Even if you don’t know their names, you are familiar with the work of Roland Emmerich and Michael Bay, two directors whose one love is so great that they are inextricably tied; a deep love of explosions. Roland Emmerich is the director of such classics as 10,000 B.C. and 2012. Bay is responsible for unleashing a jive talking robot upon the world in Transformers 1 and 2. These four movies have grossed over $2.5 billion worldwide.

Movie producers aren’t interested in making art. They’re interested in making money, tons of money. Like 2 tons of hundred dollar bills, as Avatar did in the first five days. Avatar, which is essentially a multimillion dollar remake of Fern Gully.

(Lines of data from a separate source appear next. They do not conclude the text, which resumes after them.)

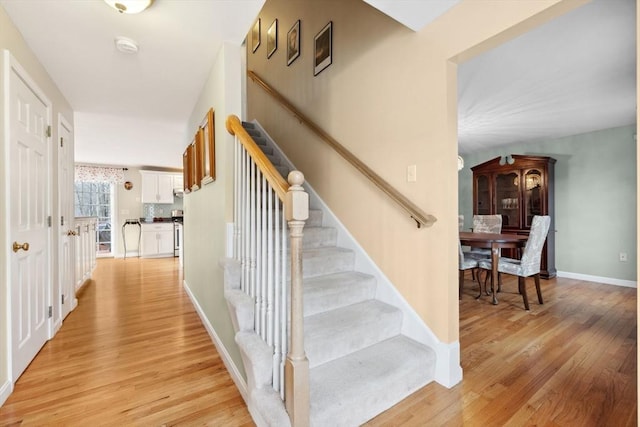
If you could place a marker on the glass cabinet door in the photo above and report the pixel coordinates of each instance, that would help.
(532, 195)
(507, 198)
(483, 202)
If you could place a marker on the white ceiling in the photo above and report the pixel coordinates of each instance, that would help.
(131, 109)
(572, 75)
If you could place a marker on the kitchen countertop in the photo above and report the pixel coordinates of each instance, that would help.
(156, 220)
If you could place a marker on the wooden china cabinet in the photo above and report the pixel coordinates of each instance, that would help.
(518, 191)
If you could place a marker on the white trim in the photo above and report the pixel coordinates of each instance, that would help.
(598, 279)
(130, 254)
(237, 378)
(8, 350)
(448, 370)
(229, 240)
(5, 391)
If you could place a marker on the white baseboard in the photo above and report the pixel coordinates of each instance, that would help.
(598, 279)
(132, 254)
(5, 391)
(448, 369)
(237, 378)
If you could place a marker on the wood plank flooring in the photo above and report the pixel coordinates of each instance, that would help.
(569, 362)
(135, 353)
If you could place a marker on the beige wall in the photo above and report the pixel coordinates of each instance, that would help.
(12, 40)
(209, 209)
(390, 98)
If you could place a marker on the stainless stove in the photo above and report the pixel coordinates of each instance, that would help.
(177, 217)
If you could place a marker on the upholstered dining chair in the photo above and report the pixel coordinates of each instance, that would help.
(465, 264)
(529, 264)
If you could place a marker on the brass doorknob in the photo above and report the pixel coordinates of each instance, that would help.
(17, 246)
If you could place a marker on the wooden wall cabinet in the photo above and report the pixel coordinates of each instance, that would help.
(518, 191)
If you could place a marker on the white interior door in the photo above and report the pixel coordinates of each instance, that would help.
(66, 228)
(29, 172)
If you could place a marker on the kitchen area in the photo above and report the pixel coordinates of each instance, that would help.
(149, 210)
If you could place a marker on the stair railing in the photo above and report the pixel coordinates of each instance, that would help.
(264, 206)
(418, 215)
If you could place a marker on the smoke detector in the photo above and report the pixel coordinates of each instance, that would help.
(126, 45)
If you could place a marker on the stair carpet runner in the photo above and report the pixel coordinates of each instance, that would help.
(360, 363)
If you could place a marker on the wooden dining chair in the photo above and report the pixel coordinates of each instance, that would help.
(464, 264)
(529, 264)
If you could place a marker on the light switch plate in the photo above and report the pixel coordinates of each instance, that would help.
(412, 174)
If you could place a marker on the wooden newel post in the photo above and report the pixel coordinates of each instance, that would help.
(296, 369)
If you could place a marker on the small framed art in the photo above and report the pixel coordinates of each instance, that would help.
(255, 36)
(293, 43)
(209, 156)
(323, 47)
(272, 38)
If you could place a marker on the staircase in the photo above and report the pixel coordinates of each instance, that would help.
(360, 362)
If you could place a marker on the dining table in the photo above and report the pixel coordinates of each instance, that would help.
(495, 242)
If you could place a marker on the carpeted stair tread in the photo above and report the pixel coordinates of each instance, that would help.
(331, 291)
(351, 390)
(315, 237)
(336, 333)
(315, 218)
(325, 260)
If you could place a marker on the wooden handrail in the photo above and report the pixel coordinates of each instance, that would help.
(280, 186)
(421, 218)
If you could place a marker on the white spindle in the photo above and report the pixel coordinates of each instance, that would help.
(260, 244)
(244, 220)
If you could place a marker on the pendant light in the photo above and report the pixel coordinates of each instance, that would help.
(129, 6)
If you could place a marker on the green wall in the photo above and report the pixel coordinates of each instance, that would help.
(595, 199)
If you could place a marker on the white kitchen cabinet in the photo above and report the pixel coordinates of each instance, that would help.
(178, 182)
(157, 187)
(157, 240)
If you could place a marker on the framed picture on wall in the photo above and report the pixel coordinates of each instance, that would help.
(209, 146)
(293, 43)
(198, 151)
(255, 36)
(272, 38)
(323, 47)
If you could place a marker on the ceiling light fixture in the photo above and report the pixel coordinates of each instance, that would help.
(126, 45)
(129, 6)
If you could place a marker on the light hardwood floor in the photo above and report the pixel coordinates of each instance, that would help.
(134, 353)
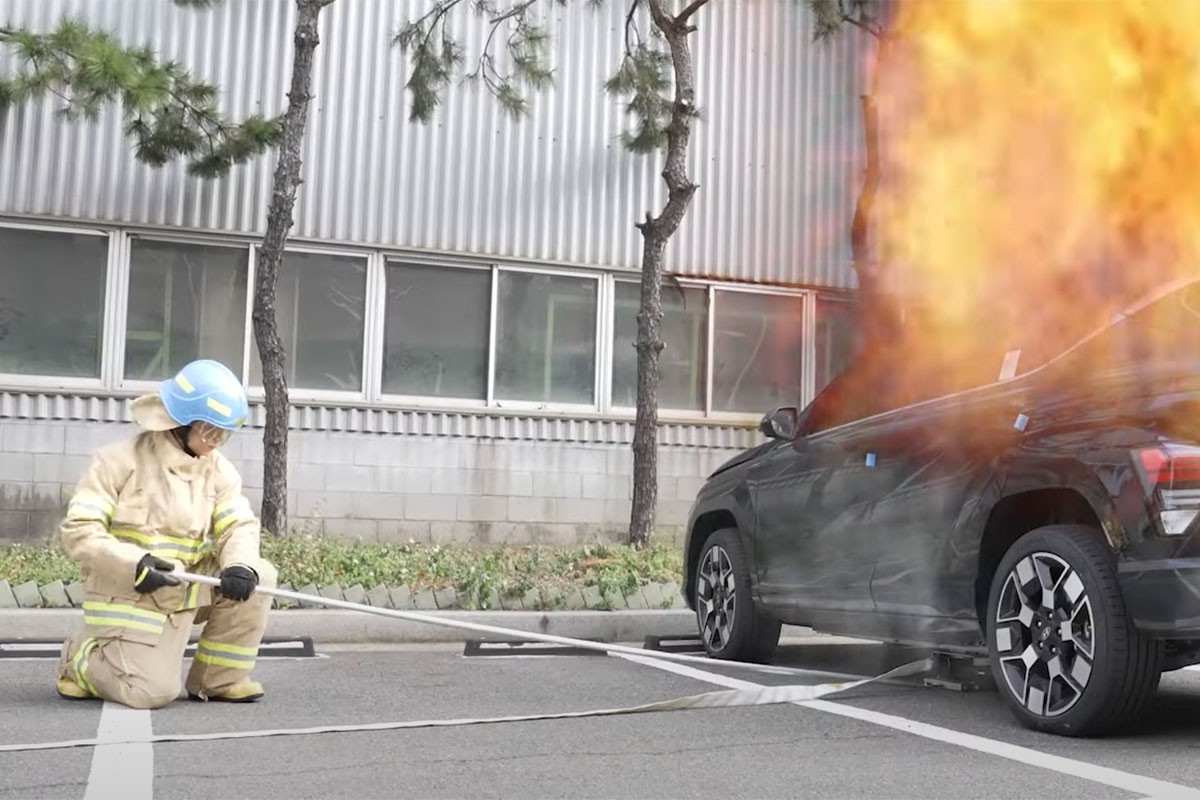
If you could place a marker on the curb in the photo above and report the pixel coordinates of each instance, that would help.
(337, 626)
(651, 596)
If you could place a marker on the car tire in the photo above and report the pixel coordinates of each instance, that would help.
(730, 623)
(1068, 661)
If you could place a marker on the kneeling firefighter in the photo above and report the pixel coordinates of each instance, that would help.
(165, 498)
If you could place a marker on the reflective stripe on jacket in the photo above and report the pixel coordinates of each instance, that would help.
(145, 494)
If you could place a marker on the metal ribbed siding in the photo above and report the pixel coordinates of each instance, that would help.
(27, 405)
(777, 154)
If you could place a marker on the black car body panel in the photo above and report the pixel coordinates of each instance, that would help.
(887, 527)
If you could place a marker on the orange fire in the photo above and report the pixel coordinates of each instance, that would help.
(1041, 168)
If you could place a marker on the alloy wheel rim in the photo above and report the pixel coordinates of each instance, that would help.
(715, 593)
(1045, 635)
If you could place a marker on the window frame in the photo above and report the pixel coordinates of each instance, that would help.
(426, 401)
(120, 240)
(689, 415)
(597, 366)
(295, 394)
(18, 380)
(808, 304)
(120, 320)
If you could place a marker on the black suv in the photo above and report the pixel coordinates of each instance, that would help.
(1047, 521)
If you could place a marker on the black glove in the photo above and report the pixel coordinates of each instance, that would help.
(151, 575)
(238, 582)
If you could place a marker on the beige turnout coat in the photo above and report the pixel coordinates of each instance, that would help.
(147, 495)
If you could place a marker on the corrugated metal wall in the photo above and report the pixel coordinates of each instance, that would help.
(777, 155)
(487, 426)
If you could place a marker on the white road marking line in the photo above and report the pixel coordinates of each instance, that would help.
(1109, 776)
(119, 770)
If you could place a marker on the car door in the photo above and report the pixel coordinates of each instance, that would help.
(804, 493)
(939, 463)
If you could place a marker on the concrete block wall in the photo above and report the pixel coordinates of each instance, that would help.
(387, 487)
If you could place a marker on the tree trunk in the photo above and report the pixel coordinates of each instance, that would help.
(879, 317)
(270, 256)
(657, 232)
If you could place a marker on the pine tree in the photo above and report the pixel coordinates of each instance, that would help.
(652, 66)
(880, 318)
(169, 114)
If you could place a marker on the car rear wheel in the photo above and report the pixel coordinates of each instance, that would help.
(1065, 654)
(730, 624)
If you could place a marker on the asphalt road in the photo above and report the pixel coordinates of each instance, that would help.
(882, 740)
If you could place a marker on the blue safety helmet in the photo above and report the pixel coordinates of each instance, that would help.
(205, 391)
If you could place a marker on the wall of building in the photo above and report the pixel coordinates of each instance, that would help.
(457, 300)
(388, 487)
(777, 155)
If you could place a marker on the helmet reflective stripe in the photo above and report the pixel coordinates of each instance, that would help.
(205, 391)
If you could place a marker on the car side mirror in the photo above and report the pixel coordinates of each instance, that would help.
(781, 423)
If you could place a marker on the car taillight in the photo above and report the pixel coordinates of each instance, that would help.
(1171, 474)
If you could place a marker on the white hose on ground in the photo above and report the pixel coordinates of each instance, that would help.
(501, 631)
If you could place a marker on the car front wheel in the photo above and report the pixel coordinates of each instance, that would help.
(1065, 654)
(730, 624)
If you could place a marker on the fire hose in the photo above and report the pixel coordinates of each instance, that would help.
(754, 695)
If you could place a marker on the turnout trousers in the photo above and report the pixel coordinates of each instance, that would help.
(139, 663)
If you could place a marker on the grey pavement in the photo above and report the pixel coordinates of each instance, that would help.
(778, 751)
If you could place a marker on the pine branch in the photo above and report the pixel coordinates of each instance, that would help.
(631, 26)
(526, 47)
(167, 113)
(696, 5)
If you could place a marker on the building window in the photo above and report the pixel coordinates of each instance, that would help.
(186, 302)
(837, 332)
(52, 302)
(546, 338)
(683, 360)
(319, 305)
(436, 331)
(757, 346)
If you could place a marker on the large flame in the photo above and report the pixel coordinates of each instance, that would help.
(1042, 168)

In contrast, Rotten Tomatoes’ No. 1 most highly rated movie of 2009, a small Chinese documentary called Last Train Home, made $0.2 million in its theatrical run.

Good movies are still being made, and it’s not always bad to see explosions or nudity, as long as they don’t detract from the overall substance of the film.

You want explosions? Why not see the Hurt Locker, a fantastic war film from last year.

Do you want to see beautiful people being sad? Never Let Me Go, which recently played in Lexington, has Keira Knightley (of Pirates of the Caribbean fame) naked and occasionally sad.

Big budget movies also aren’t all bombastic catastrophes — take the simultaneously comedic and dramatic film The Social Network.

All of these movies are “good” and they’re all out there, ready to be seen. On that end, The Kentucky Theatre is the last vestige of sanity in the world of Lexington cinema, and the only place I know of where you can have a pumpkin cookie while you watch your movie.

So go ahead. Spend an hour’s worth of pay to see explosions and breasts and a movie that you’ll forget in a week. Go and see Saw 20, even if they stopped being remotely shocking after the first trailer. I’ll be at the Kentucky Theatre crying about the fall of modern cinema. Enjoy your explosions.